"We absolutely deny any suggestion of concealment." That was the bold assertion by Brian Bryan, our Deputy Head of RAE Strategy, when confronted last week with the news that 74 academic staff had been discovered in a large cellar beneath the Chemistry Block.
These academics might still have been confined but for the alertness of a local pensioner, Freda Jolly (89), who was out walking her dog.
"Mimsie suddenly started sniffing at the side of the building," she told our reporter Keith Ponting (30). "I went over and I heard cries coming from below the ground and found a large bolted door. When I undid the bolt, out tumbled all these poor people. I always said there was something funny about people from the university."

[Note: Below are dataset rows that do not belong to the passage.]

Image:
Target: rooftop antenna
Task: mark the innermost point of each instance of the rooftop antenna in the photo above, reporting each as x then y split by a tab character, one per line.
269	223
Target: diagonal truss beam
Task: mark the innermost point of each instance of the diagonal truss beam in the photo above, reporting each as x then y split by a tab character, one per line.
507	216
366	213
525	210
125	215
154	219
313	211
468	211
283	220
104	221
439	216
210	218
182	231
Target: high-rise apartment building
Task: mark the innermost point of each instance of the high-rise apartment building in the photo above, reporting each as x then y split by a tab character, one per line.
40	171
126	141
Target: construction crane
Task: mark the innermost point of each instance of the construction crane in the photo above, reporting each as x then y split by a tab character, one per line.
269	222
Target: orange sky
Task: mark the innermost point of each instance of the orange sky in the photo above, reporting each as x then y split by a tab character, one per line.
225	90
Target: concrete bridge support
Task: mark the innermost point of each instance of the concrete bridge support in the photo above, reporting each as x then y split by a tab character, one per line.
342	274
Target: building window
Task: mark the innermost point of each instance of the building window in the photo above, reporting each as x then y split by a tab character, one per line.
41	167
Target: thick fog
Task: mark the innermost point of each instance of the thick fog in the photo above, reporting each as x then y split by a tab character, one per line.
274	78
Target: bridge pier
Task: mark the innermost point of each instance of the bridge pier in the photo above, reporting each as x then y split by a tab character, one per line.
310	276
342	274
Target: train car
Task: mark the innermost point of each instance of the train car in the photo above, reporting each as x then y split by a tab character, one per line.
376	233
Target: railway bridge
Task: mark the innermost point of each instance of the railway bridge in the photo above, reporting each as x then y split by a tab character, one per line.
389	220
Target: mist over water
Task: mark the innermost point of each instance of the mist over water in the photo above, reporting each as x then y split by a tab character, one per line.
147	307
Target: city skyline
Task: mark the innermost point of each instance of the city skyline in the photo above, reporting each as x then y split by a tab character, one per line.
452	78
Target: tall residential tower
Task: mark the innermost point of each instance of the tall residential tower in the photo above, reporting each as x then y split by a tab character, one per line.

Mr Bryan admitted that all the "discovered" staff were research-inactive but denied that they had been hidden to improve the university's RAE submission. "They were not so much hidden," he said, "as categorially reassigned." (Mimsie is nine and a half years old.)
Balancing the books
"Nobody's perfect." That was the reaction of Louise Bimpson, our Corporate Director of Human Resources, to the complaint by Bill Wakeham, Vice-Chancellor of the University of Portsmouth, that physics departments contained too many upper middle-class white men. While admitting that the description fitted the Poppleton Department of Physics, which currently consists of 14 upper middle-class white men, she claimed that such imbalances were endemic in universities.
"Our Sociology Department, for example, contains more than the average number of lower-middle-class whingers. There is also an abundance of cigarette-smoking aesthetes in the English Department, a surfeit of very elderly men wearing brown corduroy in the History Department, a plenitude of demented crystal-gazers in the Department of Complementary Medicine and a superfluity of people in higher management with extreme language difficulties," she said.
Ms Bimpson said she expected such differences would iron themselves out in time. "You only need to look back to the bad old days when this university was seriously overloaded with academics committed to a life of the mind. Just look at it now."
Appointments
We are pleased to announce that Doctor K.W. Kettelby, a Research Assistant in the Department of Molecular Biology, has had his contract extended by two months.
"I am absolutely delighted by the news," he told The Poppletonian. "Although I've been working as a researcher at Poppleton for the past 24 years, this is the first time that I've been offered such a long-term contract."
Professor G.P. Erlich, who confirmed Kettelby's new appointment, told The Poppletonian that the decision had not been an easy one. "Although Kettelby has been a first-rate researcher in our department for nearly a quarter of a century, all of us on the appointments board were anxious that this extension should not be taken as a sign that he was being given 'a job for life'."
Thought for the week
(contributed by Jennifer Doubleday, Head of Personal Development)
I know that my "thoughts" are read by good people who believe in many different gods and by some who can't even bring themselves to believe in any god at all, but who could fail to be moved by this little reminder of the season that will soon be upon us all:
"He who has not Christmas in his heart will never find it under a tree."